Continuing the association with urban music, this year Zenith launched three limited-edition timepieces in collaboration with rap super-producer Swizz Beats. In another unconventional match-up, Hublot recently worked with champion pugilist Floyd Mayweather. “A couple of decades ago, nobody would have believed you could take on somebody like Mayweather to sell a million-dollar watch. They’d have said you were crazy,” Biver believes. “Same for soccer. When Hublot went into soccer, sponsoring the FIFA World Cup, taking place in Russia this year … People 20 years ago would have said, ‘No, sorry you cannot promote this luxury product with football – are you crazy? Luxury should be promoted with golf, tennis, horse riding or yachting, but not with football – come on, guys!’”

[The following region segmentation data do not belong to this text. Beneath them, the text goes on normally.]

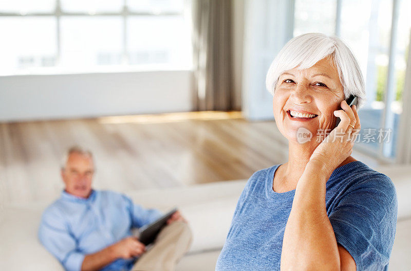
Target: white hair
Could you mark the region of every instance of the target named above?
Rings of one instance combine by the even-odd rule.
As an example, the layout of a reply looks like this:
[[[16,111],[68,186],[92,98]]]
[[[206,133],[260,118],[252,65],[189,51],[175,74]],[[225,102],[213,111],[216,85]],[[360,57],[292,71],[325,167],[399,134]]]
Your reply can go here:
[[[60,165],[61,169],[64,170],[65,169],[66,165],[67,165],[67,161],[68,160],[68,157],[72,153],[79,153],[83,155],[87,155],[91,158],[91,160],[93,161],[93,164],[94,164],[93,154],[91,151],[88,150],[86,150],[80,146],[72,146],[67,149],[67,150],[66,151],[66,152],[64,153],[64,155],[63,156],[63,157],[61,159],[61,164]]]
[[[365,100],[365,87],[358,62],[349,48],[340,39],[321,33],[307,33],[288,41],[273,60],[266,78],[266,87],[274,95],[279,76],[294,68],[310,68],[327,58],[337,66],[343,85],[345,99],[350,95],[358,97],[357,108]]]

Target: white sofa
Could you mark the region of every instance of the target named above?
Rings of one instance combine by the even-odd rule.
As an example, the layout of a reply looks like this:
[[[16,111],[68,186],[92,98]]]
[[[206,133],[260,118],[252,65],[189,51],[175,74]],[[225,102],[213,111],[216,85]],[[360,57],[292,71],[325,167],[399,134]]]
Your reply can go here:
[[[397,190],[398,222],[389,270],[411,269],[411,168],[380,169]],[[136,203],[164,211],[177,206],[190,222],[194,239],[177,270],[211,270],[224,243],[240,193],[246,180],[221,182],[164,190],[130,191]],[[37,229],[50,202],[13,206],[0,215],[0,270],[62,270],[58,262],[39,243]]]

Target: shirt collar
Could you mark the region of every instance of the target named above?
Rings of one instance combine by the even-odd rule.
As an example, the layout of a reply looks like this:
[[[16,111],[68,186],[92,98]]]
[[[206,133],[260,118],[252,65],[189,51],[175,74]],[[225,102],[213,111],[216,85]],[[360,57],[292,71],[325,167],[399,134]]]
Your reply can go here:
[[[94,199],[96,198],[96,191],[94,189],[91,189],[91,192],[90,193],[90,195],[88,197],[84,198],[84,197],[72,195],[63,190],[61,192],[61,197],[63,200],[71,202],[75,202],[79,203],[87,203],[94,201]]]

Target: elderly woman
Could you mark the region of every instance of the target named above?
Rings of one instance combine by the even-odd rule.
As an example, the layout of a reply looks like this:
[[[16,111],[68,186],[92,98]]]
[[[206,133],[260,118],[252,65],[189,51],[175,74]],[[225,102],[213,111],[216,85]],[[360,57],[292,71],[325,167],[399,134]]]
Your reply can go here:
[[[359,107],[365,96],[355,57],[337,38],[303,34],[274,60],[266,85],[288,161],[250,178],[216,269],[387,270],[397,194],[350,156],[360,124],[345,100],[357,96]],[[311,140],[299,140],[303,128]]]

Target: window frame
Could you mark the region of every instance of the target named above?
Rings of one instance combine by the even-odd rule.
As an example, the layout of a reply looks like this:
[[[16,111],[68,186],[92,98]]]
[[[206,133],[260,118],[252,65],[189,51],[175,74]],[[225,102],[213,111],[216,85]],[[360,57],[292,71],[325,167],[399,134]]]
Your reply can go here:
[[[61,0],[55,0],[55,8],[52,12],[27,12],[24,13],[20,13],[18,12],[0,12],[0,17],[2,16],[8,17],[25,17],[25,16],[51,16],[55,18],[56,20],[56,62],[55,65],[52,67],[53,69],[58,69],[61,67],[61,29],[60,27],[61,19],[62,16],[114,16],[117,17],[121,17],[122,19],[122,66],[130,65],[130,66],[137,66],[139,67],[140,65],[130,65],[130,57],[129,53],[127,49],[127,44],[128,41],[127,37],[127,21],[128,19],[130,16],[184,16],[184,11],[181,11],[181,12],[164,12],[164,11],[152,11],[152,12],[135,12],[131,10],[127,5],[127,0],[123,0],[122,1],[122,8],[119,12],[96,12],[92,13],[89,12],[66,12],[62,10]],[[184,5],[185,5],[185,1],[184,1]],[[158,66],[164,66],[164,64],[157,65]],[[148,67],[153,67],[153,65],[148,64]],[[154,65],[156,66],[156,65]],[[166,65],[165,65],[166,66]],[[99,69],[98,68],[93,68],[94,69]],[[137,68],[137,70],[141,70],[141,68]],[[148,69],[151,70],[151,69]],[[127,70],[128,71],[128,70]],[[94,72],[94,70],[90,70],[90,72]],[[117,70],[114,70],[114,71],[117,71]],[[58,70],[55,70],[54,73],[45,73],[46,74],[58,74],[60,73]],[[31,74],[30,73],[30,74]],[[13,74],[12,75],[20,75],[19,74]],[[1,76],[1,75],[0,75]]]

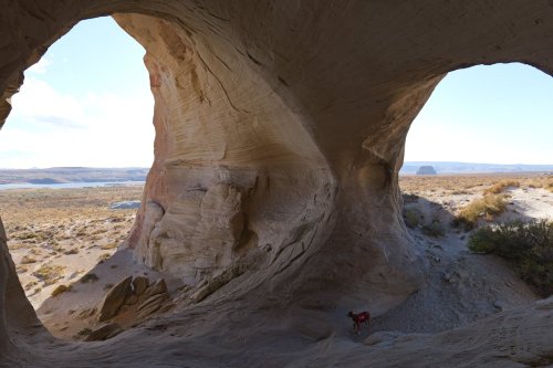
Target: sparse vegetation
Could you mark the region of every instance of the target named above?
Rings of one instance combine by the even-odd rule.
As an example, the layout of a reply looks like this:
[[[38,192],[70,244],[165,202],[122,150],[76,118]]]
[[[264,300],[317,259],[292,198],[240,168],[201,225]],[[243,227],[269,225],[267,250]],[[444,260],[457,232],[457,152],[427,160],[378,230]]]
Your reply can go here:
[[[503,192],[507,188],[519,188],[520,182],[518,180],[501,180],[495,182],[493,186],[484,190],[484,194],[499,194]]]
[[[71,285],[59,285],[54,291],[52,292],[52,296],[56,297],[60,294],[66,293],[72,290]]]
[[[553,294],[552,221],[515,221],[482,227],[471,234],[469,249],[509,260],[521,278],[534,286],[541,296]]]
[[[507,201],[504,194],[487,194],[473,200],[459,210],[453,218],[453,225],[471,230],[477,227],[480,219],[486,218],[490,221],[493,217],[504,212],[505,209]]]
[[[98,276],[96,276],[95,273],[87,273],[83,277],[81,277],[81,283],[87,284],[87,283],[94,283],[98,281]]]
[[[44,282],[44,285],[52,285],[63,277],[65,266],[43,264],[39,270],[33,272],[33,276]]]
[[[438,238],[446,235],[446,227],[438,219],[434,219],[430,223],[422,225],[420,230],[428,236]]]
[[[21,257],[21,263],[22,264],[36,263],[36,259],[32,255],[27,254]]]
[[[422,212],[420,212],[420,210],[416,208],[404,209],[404,221],[408,228],[417,228],[422,219],[424,214]]]

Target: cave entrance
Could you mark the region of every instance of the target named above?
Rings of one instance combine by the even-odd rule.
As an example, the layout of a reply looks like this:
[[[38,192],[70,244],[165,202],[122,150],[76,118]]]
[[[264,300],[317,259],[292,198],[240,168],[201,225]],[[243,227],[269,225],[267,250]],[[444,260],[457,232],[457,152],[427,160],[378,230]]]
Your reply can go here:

Guided by Biver, TAG Heuer was the first luxury watchmaker to launch a smartwatch. This year, Hublot got in on the action with the Big Bang Referee 2018 FIFA World Cup Russia. The watch’s strap and dial display can be personalised to reflect national allegiance, and in addition to the usual smart features, it also possesses unique functionality that allows the wearer to track all the action, results and rankings of the tournament. The idea of a luxury smartwatch is anathema to many in the industry, but Biver says to capture the attention of the new consumer, fresh thinking is required.
“For the young generation, luxury is not necessarily related to the price. Luxury, for them, is exclusivity. They want something special, they want something that is made more or less for them,” he says. “Luxury means personal elevation. They are very keen on having something personalised.” Even if it’s only a t-shirt, Biver says, “provided it’s rare and nobody else has it, that for them is luxury. They have a perception of luxury that’s not just related to something being expensive.”
He says the environment is another important touchstone and that brands need to be conscious of the younger customers’ concerns surrounding sustainability and corporate social responsibility. “We are in the midst of an enormous change,” Biver says. In his opinion, few of his competitors have been sufficiently proactive in moving with the times. Slowly, he says, they’re wising up. They’d better. As Biver warns his contemporaries in the watch game: “Either we adapt or we disappear.”